KCC member Trudy Dean
KCC member Trudy Dean

She told TES: “We understand that many local authorities are in a very difficult financial position, but the solution cannot be to keep placing more demands on schools without giving them the tools they need to cope with them,” she said.

“The government needs to get a handle on this crisis by ensuring more SEND funding reaches the schools and learners who need it most.”

KCC also proposes a new system of designations for the county’s 24 special schools, which could affect the re-classification of around a third.

Liberal Democrat member Cllr Trudy Dean said she understood the redesignation plan opposed by special-school heads across the county and wondered how much of it w as “driven or dictated to” by the Safety Valve agreement.

Cabinet member for schools Cllr Rory Love said: “We need to continue to bring our own spending back in line with the level for which we are funding.

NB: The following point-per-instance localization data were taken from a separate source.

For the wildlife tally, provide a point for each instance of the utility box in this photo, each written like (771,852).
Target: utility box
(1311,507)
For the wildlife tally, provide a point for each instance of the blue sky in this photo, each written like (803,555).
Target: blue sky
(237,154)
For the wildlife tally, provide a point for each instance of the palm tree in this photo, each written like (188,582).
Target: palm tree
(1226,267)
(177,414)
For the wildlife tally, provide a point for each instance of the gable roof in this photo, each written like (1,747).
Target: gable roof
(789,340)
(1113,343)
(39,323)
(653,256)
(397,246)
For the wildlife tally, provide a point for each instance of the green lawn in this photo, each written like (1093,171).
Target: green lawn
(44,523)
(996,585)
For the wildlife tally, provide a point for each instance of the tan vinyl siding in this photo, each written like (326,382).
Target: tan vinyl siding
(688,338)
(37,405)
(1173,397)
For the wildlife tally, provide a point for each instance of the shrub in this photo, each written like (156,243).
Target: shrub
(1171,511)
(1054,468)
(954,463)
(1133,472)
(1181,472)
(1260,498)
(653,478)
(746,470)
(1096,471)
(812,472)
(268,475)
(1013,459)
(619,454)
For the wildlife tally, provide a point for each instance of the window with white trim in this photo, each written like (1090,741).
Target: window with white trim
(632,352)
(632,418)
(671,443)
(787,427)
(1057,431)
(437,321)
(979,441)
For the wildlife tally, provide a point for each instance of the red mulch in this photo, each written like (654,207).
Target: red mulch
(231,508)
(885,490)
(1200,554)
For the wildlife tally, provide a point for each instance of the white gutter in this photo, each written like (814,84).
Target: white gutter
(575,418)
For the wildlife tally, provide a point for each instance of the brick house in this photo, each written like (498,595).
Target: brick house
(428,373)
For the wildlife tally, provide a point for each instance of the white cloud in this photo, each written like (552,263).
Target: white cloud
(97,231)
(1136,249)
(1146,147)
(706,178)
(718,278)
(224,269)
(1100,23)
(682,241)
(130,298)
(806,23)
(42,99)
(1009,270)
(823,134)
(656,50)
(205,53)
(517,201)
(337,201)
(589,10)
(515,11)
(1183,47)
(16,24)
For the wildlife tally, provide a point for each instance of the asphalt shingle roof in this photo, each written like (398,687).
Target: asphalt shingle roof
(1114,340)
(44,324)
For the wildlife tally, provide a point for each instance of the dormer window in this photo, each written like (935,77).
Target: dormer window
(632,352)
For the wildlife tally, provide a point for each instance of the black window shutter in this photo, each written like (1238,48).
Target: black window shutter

“That is also part of our commitment under the Safety Valve - something that had we done in past years, we wouldn’t have had to go to the DfE and ask for the debt to be written off and by doing that, sparing that debt eventually falling onto the council taxpayer.”

Cllr Rory Love, KCC schools chief
Cllr Rory Love, KCC schools chief

KCC said: "Head teachers of special schools and mainstream schools as well as multi-academy trust chief executives have been engaged in this review over the last year, and they will continue to have an important role in helping to shape its outcome, which is not yet finished.

"In addition to funding for EHCPs, roughly £13.5 million in High Needs Funding is distributed annually to mainstream schools to provide extra support for pupils who do not have an EHCP. This is on top of the investment of £8 million a year in support services (not including health services which are in addition).

"KCC is working collaboratively with leaders to find ways to distribute the funding in a more equitable, efficient and impactful way to benefit both pupils and schools.

"Financial sustainability is a key concern. KCC is encouraged to see evidence is now emerging of the improvements that are being made to the SEND system and we continue to review the way we work to ensure children are able to learn in safe and appropriate environments, suitable for their needs.”